Alexey: We have to motivate people for code removal. Often it's better to add than to subtract, and removing large amounts of code is more valuable than simply adding interesting new features. ClickHouse remains small and compact because we do more with less. In fact, ClickHouse has less than a million lines of code, whereas MySQL has millions.
Zou: People always says there's a new tool to really improve program communication.But one limiting factors is that even with today's big screen, you can probably only read about 80 lines of code in one screen. So that to be well versed in a one million line of code project, people wonder if I were a new employee in ClickHouse, what advice would you give so I can learn the inside out of the code?
Alexey: I would advise newcomers to first try to implement some small features, requiring changing a few lines of code, so that they can be familiar with how to build the code, how everything arranged around and where the changes have to be located. But sometimes you have to read and your mood will be lower and lower because you don't understand anything. I don't think you really need to worry too much about not being able to read the code at first, because if you keep reading for a few days, your understanding of the code will gradually improve, and then eventually a miracle will happen and it will dawn on you.
Zou: You suggestion is to learn by doing, and I think it's great.

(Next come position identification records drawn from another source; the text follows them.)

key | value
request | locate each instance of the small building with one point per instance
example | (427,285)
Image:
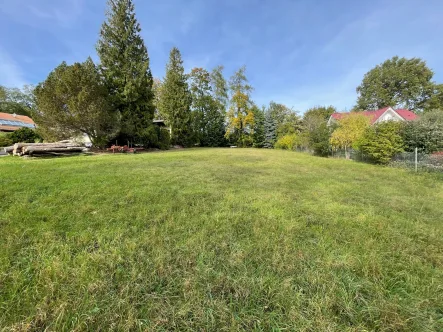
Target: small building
(161,124)
(13,122)
(381,115)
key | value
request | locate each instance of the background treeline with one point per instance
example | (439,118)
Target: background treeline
(117,100)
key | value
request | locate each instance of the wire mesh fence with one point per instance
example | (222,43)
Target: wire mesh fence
(418,161)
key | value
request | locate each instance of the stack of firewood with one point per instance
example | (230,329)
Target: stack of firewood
(45,149)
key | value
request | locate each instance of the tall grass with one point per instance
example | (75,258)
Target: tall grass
(219,239)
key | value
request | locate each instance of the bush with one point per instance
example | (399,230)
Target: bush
(426,133)
(319,140)
(287,142)
(382,141)
(5,141)
(24,135)
(164,139)
(156,137)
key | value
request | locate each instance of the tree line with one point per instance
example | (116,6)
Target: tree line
(117,99)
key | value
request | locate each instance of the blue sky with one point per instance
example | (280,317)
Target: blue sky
(301,53)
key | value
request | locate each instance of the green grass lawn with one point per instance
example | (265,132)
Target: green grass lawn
(219,239)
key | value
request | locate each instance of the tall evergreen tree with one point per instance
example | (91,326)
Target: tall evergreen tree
(270,130)
(73,101)
(208,117)
(175,101)
(125,69)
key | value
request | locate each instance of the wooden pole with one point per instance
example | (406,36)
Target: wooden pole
(416,159)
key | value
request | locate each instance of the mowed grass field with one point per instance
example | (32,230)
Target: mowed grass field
(218,240)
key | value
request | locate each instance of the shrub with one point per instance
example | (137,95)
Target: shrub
(5,141)
(156,137)
(24,135)
(382,141)
(164,139)
(287,142)
(426,133)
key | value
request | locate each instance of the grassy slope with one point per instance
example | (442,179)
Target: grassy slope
(218,239)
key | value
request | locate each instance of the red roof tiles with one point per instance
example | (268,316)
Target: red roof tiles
(375,115)
(14,117)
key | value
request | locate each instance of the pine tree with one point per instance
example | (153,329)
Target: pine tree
(125,69)
(270,130)
(208,115)
(73,101)
(175,101)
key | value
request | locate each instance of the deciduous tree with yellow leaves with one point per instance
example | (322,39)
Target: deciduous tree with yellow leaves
(240,126)
(350,130)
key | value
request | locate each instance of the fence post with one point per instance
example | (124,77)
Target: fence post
(416,159)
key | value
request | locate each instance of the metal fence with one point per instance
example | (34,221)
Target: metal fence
(416,160)
(419,161)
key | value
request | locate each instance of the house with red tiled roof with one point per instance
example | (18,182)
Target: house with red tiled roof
(13,122)
(381,115)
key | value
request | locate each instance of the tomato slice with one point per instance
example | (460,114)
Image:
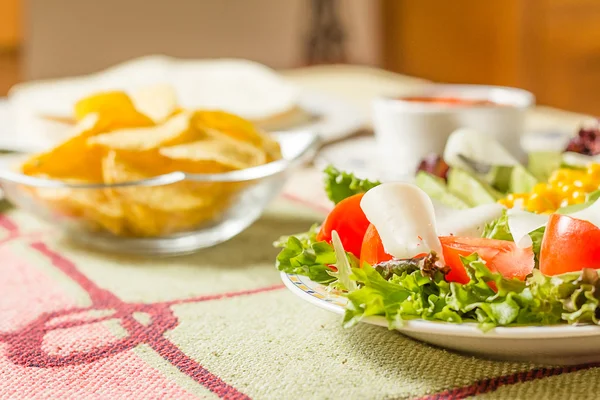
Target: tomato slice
(350,222)
(372,251)
(569,244)
(501,256)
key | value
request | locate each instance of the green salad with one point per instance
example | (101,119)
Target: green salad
(383,247)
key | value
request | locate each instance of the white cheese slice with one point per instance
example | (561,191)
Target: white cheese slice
(470,222)
(478,147)
(590,214)
(157,102)
(404,217)
(342,264)
(522,223)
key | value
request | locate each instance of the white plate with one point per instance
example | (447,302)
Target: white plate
(559,344)
(336,119)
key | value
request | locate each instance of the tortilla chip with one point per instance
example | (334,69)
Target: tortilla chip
(71,159)
(116,106)
(92,207)
(223,150)
(237,128)
(174,131)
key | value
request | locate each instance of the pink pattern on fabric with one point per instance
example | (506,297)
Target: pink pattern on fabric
(82,338)
(26,293)
(122,376)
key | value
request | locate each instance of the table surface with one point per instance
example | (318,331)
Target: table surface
(75,323)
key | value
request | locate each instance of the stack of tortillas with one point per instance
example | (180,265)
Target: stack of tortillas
(241,87)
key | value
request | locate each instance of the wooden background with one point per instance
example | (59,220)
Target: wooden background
(551,47)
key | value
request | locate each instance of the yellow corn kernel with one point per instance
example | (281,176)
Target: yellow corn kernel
(538,204)
(589,184)
(577,197)
(559,175)
(593,169)
(506,203)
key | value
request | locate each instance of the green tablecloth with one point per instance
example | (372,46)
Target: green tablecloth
(79,324)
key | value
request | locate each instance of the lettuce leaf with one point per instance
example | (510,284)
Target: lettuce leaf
(340,185)
(572,298)
(302,254)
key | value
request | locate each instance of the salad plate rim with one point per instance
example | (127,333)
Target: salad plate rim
(299,286)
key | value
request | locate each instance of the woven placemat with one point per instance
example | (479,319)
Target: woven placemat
(75,323)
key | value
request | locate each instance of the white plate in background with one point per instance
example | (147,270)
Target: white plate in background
(333,119)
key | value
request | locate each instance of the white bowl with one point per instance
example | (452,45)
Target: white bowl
(406,131)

How many people on the ClickHouse team know all the code?
Alexey: No one. I also don't understand all the code, but many people understand 80% of it, and eventually the whole team's understanding stacks up. So even if there's some code that you don't understand, you can still work on it if you don't touch it.
What's special about ClickHouse is that it's not "special."

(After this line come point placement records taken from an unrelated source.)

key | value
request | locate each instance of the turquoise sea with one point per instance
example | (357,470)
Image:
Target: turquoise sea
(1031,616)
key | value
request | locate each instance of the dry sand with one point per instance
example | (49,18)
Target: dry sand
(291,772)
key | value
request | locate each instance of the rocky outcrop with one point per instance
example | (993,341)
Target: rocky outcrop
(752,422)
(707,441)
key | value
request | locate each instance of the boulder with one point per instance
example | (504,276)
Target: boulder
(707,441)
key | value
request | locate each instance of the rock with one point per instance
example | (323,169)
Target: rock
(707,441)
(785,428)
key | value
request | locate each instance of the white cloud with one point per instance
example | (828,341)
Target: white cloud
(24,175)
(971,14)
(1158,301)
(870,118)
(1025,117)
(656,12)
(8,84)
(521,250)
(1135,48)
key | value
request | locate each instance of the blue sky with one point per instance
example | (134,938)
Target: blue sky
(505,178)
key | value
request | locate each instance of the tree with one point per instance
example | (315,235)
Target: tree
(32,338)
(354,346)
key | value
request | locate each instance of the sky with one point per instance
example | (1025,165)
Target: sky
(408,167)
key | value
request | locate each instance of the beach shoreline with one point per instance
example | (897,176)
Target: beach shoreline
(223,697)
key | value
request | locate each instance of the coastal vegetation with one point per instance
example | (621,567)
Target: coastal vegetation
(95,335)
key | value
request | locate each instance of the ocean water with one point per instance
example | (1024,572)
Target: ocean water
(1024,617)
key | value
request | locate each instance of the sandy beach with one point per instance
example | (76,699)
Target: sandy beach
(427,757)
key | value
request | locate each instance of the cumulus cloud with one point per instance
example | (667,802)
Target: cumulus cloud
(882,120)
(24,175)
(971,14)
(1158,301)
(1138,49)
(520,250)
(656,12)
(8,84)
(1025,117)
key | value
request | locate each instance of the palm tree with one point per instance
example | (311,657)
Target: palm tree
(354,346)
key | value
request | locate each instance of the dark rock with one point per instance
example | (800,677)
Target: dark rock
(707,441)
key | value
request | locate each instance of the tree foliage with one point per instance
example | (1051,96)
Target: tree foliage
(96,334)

After four years of promotion within the company, ClickHouse has become a core Metrica back-end service. On June 15, 2016, Yandex published a post on its official blog titled "Yandex's ClickHouse: a columnar database for the Internet", that means ClickHouse turned to open source under the Apache 2.0 license.

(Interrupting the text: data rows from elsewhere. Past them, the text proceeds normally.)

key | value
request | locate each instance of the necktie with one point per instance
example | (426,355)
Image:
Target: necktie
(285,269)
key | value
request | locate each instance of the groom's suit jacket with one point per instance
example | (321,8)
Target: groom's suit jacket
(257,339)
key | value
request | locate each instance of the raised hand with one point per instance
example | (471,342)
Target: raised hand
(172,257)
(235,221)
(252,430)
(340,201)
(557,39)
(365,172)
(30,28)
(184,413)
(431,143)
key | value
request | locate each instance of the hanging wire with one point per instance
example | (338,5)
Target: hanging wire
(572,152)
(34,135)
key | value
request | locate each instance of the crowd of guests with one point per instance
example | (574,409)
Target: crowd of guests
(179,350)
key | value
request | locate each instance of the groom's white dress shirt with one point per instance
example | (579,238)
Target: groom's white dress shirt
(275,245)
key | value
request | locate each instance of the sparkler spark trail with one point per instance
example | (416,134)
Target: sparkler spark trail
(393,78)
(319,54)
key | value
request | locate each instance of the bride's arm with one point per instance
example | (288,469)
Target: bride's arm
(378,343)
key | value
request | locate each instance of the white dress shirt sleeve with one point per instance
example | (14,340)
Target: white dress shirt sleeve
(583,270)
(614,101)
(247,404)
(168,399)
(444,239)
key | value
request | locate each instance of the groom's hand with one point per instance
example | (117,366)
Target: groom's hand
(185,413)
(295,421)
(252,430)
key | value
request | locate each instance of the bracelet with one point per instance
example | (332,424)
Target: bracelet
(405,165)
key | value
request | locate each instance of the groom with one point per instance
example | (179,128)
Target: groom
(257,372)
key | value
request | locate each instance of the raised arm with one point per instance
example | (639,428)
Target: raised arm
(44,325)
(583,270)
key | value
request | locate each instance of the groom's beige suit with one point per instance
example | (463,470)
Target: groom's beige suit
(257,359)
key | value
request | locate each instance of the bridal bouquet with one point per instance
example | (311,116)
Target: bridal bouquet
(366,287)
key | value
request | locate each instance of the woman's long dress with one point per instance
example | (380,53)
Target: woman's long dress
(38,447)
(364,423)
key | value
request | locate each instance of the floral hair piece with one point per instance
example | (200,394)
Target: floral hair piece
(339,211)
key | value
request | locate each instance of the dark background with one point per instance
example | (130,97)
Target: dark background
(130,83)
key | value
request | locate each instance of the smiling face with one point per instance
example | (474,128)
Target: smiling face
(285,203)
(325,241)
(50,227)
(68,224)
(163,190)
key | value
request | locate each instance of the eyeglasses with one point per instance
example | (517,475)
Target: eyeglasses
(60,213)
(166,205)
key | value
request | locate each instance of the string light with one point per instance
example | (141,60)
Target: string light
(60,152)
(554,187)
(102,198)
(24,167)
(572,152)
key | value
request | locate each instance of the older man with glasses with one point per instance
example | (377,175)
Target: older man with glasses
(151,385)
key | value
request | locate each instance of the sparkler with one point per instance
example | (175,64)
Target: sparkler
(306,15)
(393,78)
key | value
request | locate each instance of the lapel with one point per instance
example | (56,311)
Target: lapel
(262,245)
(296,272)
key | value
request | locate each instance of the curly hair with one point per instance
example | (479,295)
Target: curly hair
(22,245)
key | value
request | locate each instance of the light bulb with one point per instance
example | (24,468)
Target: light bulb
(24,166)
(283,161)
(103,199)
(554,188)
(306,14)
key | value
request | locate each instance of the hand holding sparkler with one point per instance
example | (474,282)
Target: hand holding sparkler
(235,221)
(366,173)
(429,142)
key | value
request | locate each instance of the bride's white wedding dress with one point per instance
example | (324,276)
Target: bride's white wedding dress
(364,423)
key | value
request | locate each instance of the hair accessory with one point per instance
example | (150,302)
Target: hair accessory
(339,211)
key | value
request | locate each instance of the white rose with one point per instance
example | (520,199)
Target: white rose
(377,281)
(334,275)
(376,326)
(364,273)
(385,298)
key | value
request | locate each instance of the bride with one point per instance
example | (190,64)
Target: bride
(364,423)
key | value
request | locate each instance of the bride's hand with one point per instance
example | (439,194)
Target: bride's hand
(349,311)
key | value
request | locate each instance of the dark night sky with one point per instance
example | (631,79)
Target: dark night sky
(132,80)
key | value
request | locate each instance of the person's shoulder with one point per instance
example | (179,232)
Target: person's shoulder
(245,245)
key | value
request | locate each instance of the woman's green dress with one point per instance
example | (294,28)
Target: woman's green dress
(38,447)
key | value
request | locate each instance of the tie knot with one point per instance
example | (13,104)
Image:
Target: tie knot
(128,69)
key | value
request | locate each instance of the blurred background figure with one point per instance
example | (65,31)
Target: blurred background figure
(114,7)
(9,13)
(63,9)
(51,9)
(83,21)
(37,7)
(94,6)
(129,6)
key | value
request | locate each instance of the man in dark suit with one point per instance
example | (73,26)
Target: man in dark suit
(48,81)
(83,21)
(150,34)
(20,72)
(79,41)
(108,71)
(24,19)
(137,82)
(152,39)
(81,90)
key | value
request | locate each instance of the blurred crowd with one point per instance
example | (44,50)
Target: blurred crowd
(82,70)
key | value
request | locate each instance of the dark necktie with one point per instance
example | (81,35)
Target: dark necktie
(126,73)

Alexey and the development team moved the code on ClickHouse to a Github repository under the Yandex organization and started releasing community builds and accepting external contributions. They also started regular meetups to promote ClickHouse and build a community around it. The first ClickHouse meetup started in Eastern Europe in 2016, and following the open source wave, ClickHouse has held meetups in Western Europe, the US, and China. With the first offline meetup in China in 2018, ClickHouse drew strong interest from Chinese developers, with 400 attendees on site and 1,000 online viewers.
Zou: Why has ClickHouse evolved from an internal project to an public open source project? What makes it special?
Alexey: Before ClickHouse was open sourced, it was first popular within the company. Yandex was a big company with about 10,000 employees and countless departmental systems, and ClickHouse was initially developed specifically for just one of those departments. But many other department started to use it. This made me realize that ClickHouse had the potential to be more than just an internal project.
ClickHouse is special precisely because it is not "special". Unlike other data structures that are specialized and designed for specific tasks, ClickHouse found a way to generalize it to a database management system. In other words, the strength of ClickHouse lies in its versatility and ability to adapt to different use cases.
Zou: What are the differences between ClickHouse after open source and before?
Alexey: It's not really that different, maybe we need to take the addition of external customers more seriously, but the whole open source release process and release program and other practices remain the same.
We will now prioritize issues based on severity and impact. And if there is an issue such as a crash in the production environment, it must be resolved as soon as possible, while minor issues such as some configurations will be dealt with at a lower priority. We will have the same release cycle for all our customers, whether it's a paid or clone project it's released monthly. We also have a continuous integration system that runs 2 to 3 million test cases per day to ensure the quality of new releases.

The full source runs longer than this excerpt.